Heureusement cette solitude est animée de temps à autre par un jeune cousin d’Aurora, Romney Leigh, dont l’affection et la tendresse grandissent d’année en année, Aurora et Romney sont parens non-seulement par les liens du sang, mais par les liens de l’âme ; tous deux ont l’esprit élevé et ardent, et tous deux se sont tracé un but digne d’être poursuivi. Cependant la différence du but à atteindre met entre eux une distance qui sera difficilement franchie. Aurora dépeint en deux traits et la nature de son cousin et la nature du but qu’il poursuit : « Nous étions trop rapprochés, nous voyions trop intimement les différences qui nous séparaient. Romney Leigh portait toujours ses yeux en bas pour y chercher les vers de terre ; moi je regardais en haut pour découvrir les dieux ! Sa nature à lui était celle d’un dieu cependant ; les dieux regardent toujours en bas, peu curieux d’eux-mêmes.

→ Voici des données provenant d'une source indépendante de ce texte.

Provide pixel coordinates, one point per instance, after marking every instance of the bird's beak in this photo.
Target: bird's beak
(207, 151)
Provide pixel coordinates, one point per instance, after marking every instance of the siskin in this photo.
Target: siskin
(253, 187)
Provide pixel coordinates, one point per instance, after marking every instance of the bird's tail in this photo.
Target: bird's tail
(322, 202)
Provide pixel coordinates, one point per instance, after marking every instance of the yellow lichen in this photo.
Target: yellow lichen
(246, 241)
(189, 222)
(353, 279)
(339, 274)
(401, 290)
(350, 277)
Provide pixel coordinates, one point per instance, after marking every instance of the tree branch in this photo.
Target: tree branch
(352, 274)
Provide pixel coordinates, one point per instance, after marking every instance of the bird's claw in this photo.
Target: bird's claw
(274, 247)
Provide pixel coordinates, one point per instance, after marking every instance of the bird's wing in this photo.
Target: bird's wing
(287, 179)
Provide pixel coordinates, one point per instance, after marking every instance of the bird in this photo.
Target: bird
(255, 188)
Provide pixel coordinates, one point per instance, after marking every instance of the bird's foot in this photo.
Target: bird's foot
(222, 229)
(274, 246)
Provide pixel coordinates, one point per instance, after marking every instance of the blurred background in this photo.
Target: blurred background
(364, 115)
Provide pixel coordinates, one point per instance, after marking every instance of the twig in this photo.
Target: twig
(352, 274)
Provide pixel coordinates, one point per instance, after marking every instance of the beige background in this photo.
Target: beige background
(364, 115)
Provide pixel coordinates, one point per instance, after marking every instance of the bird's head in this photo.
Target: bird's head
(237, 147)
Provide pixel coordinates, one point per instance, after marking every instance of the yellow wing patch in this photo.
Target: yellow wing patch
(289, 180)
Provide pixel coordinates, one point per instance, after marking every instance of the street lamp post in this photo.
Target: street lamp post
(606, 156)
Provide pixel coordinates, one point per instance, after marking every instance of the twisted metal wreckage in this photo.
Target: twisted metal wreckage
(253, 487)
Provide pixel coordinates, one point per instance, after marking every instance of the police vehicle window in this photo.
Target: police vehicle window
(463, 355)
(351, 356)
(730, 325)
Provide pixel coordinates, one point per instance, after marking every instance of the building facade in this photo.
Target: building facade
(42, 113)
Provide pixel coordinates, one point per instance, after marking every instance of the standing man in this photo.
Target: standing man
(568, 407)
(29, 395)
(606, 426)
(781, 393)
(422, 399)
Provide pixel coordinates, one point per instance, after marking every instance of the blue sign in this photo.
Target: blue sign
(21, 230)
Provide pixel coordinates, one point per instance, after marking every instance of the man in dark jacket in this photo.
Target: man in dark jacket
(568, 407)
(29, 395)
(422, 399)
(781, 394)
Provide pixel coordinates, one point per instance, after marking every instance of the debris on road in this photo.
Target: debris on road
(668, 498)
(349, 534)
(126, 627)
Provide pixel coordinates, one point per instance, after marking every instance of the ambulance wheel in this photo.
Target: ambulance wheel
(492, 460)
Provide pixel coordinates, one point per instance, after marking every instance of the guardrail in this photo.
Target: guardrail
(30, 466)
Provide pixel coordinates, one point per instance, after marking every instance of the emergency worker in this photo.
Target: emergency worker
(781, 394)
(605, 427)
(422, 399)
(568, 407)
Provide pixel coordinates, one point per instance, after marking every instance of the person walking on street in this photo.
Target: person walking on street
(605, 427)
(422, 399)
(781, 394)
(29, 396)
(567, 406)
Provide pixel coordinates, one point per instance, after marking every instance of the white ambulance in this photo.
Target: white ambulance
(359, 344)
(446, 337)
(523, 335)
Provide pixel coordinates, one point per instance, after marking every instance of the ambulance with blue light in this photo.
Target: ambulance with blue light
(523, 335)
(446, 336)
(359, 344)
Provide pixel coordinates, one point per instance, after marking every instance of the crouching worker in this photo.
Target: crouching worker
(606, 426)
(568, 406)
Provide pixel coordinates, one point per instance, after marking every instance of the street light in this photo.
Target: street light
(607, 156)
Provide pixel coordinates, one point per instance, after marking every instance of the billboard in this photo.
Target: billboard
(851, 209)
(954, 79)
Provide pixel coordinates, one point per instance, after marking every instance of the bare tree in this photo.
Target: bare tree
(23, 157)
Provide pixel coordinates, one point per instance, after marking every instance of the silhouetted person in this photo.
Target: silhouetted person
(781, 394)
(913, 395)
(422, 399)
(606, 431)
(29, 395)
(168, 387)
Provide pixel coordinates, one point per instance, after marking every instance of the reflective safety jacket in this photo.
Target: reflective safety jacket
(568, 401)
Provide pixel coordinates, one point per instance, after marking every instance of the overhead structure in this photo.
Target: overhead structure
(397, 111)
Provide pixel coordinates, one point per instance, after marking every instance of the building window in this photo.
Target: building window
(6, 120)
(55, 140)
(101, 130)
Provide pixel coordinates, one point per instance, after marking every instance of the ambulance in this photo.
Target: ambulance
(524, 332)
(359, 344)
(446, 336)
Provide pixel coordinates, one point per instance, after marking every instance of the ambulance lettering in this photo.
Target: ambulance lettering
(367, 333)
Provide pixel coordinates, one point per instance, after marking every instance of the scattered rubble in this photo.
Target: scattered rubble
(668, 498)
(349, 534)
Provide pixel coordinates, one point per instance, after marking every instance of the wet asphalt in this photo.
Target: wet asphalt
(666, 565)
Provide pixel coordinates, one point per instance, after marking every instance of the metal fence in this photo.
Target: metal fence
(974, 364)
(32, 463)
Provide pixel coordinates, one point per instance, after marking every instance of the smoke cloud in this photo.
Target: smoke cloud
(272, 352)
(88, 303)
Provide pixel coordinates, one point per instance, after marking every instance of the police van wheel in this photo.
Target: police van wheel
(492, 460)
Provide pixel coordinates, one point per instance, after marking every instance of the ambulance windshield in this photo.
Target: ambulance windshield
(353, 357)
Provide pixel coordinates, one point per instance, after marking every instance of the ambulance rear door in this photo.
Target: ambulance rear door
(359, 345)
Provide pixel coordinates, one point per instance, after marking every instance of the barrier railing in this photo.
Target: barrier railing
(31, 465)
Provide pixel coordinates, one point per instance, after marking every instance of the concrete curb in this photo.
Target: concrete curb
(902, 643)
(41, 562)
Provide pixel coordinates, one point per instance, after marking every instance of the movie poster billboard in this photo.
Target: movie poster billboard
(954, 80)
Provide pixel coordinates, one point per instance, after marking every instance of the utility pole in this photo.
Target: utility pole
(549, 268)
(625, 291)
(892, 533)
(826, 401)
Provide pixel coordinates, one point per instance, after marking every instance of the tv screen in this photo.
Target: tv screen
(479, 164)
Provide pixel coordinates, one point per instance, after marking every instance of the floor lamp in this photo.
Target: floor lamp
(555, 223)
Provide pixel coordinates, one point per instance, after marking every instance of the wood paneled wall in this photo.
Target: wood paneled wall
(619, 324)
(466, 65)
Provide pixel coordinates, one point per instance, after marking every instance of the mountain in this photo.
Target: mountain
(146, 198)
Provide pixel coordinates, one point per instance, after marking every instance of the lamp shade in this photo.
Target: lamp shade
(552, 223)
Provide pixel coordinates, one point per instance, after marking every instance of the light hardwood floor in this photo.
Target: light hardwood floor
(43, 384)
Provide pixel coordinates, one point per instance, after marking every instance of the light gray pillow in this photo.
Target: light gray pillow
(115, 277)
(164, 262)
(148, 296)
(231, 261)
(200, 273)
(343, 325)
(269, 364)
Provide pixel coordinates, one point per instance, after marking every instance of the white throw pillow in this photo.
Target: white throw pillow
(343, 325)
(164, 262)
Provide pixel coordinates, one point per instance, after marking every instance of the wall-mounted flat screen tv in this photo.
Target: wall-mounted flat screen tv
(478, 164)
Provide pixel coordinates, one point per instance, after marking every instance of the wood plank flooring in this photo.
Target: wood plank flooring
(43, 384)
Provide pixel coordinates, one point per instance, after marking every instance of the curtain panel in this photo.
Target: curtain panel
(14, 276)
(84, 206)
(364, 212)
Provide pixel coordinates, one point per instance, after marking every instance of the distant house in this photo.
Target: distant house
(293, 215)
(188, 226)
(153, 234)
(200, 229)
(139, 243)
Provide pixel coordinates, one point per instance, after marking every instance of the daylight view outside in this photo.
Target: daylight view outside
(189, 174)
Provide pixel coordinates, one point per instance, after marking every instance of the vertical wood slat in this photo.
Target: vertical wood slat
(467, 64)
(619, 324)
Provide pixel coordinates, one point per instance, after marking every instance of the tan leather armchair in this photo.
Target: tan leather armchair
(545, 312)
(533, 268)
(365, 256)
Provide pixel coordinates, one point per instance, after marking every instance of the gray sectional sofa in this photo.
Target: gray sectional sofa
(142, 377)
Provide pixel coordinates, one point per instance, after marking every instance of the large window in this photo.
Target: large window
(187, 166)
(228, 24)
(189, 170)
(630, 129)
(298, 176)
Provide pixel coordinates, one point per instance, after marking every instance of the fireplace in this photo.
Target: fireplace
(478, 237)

Et certainement il est bien que je me rappelle aujourd’hui que dans ces jours lointains moi aussi j’étais un ver de terre, et qu’il daigna jeter les yeux sur moi. » Aurora est éprise d’un idéal abstrait ; le spectacle des navrantes réalités de ce monde remplit d’angoisses l’âme de Romney. Un audacieux et chaste evohé est près de s’échapper à chaque instant des lèvres éloquentes d’Aurora ; Romney n’entend que pleurs et grincemens de dents. Il ne veut pas écouter d’autres, voix que celles qui lui parlent des douleurs de ses semblables, il ne veut pas que son cœur palpite sous d’autres sentimens que ceux de la pitié et de la charité. Sa poésie à lui ne sera pas dans les livres, elle sera toute dans la vie et dans l’action, dans les protestations d’un cœur mâle contre les tyrannies sociales, dans les paroles de consolation adressées aux misérables. Quoiqu’il ait les yeux tournés constamment du côté des vers de terre, comme dit Aurora, Romney n’est pas le moins idéaliste des deux ; il rêve même bien mieux qu’Aurora en un sens la gloire de l’artiste, s’il est vrai que cette gloire consiste à mettre en harmonie ce qui est discordant. Frappé des discordances de notre état social moderne, Romney nourrit l’ambition de travailler à y ramener l’harmonie et il exprime ses impressions en termes plus poétiques dans leur amertume que tous les poèmes qu’a rêvés Aurora.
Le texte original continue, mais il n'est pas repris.